1. Vast quantities of sediments were derived from erosion of igneous, metamorphic, and sedimentary rocks of the high continental interior. These were transported gulfward and deposited in major deltaic masses by one or more large rivers ancestral to the Mississippi River.
2. Rapid burial in the deltas preserved stream-transported organic matter and related nutrients. The sediments also were enriched by abundant marine organic matter concentrated in the delta area by prevailing winds and ocean currents. Abundant raw materials and reducing conditions necessary for the generation and preservation of hydrocarbons were present.
3. Frequent shifting of distributaries resulted in the deposition of discontinuous lenticular bodies of sand and clay, a situation favorable for retention of locally generated hydrocarbons. In places, rapid deposition of large volumes of clay produced thick sections of under-compacted shales that are troublesome to drill.

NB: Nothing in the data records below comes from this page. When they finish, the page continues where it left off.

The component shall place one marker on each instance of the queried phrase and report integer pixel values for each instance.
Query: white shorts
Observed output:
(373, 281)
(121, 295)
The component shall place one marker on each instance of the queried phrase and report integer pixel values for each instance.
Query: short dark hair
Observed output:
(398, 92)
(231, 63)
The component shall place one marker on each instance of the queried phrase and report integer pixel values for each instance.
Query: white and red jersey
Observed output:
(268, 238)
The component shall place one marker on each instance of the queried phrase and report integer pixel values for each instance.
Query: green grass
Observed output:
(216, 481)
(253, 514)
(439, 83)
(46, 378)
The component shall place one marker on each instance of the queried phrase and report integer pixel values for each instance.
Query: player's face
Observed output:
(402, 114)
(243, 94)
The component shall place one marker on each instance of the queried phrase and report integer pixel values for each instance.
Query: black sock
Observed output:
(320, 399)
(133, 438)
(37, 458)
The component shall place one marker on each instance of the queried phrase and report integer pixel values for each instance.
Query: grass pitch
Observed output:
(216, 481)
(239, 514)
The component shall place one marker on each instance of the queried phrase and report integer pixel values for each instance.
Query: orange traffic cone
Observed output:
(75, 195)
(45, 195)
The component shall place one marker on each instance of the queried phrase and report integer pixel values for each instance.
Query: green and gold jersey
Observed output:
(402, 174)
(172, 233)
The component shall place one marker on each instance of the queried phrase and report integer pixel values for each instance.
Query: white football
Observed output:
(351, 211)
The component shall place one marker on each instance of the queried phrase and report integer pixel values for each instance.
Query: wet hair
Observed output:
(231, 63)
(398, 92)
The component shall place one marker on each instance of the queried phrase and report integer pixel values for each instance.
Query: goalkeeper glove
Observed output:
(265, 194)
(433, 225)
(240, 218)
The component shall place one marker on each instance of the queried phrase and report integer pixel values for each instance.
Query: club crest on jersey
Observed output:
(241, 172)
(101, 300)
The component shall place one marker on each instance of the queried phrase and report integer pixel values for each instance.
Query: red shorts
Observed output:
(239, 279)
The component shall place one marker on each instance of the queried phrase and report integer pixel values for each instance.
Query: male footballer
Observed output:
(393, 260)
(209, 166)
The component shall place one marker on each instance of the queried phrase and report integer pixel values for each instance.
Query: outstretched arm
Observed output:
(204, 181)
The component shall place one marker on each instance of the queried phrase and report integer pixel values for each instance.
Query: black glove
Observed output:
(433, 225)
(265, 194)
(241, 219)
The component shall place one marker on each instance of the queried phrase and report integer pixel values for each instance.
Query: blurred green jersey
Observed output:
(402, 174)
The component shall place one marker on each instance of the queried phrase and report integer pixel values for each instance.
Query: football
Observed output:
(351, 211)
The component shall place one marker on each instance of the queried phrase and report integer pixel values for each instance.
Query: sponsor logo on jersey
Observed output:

4. Contemporaneous deformation, in the form of growth faults and folds, modified existing lenticular bodies and created structures which have trapped major quantities of oil and gas.
5. Differential distribution of the weight of the deltaic sediments, coupled with regional tilting, caused upward flowage of deeply buried Mesozoic salt beds. The resulting piercement salt domes or deep salt anticlines have contributed to the formation of other hydrocarbon traps.
In the closed system the hydrocarbons were formed almost in situ and impounded by early migration in structural and stratigraphic traps. Orogenic movements were not needed to form structural traps as these were formed by large-scale slippage, slumping, and salt movement within the deltaic masses. Thus, all the elements in this closed system worked together in a positive direction to form the giant oil and gas fields that are being exploited today. Many more remain to be found. Therefore future exploration for hydrocarbons in the Gulf Coast will be like its history--exciting, productive, and profitable.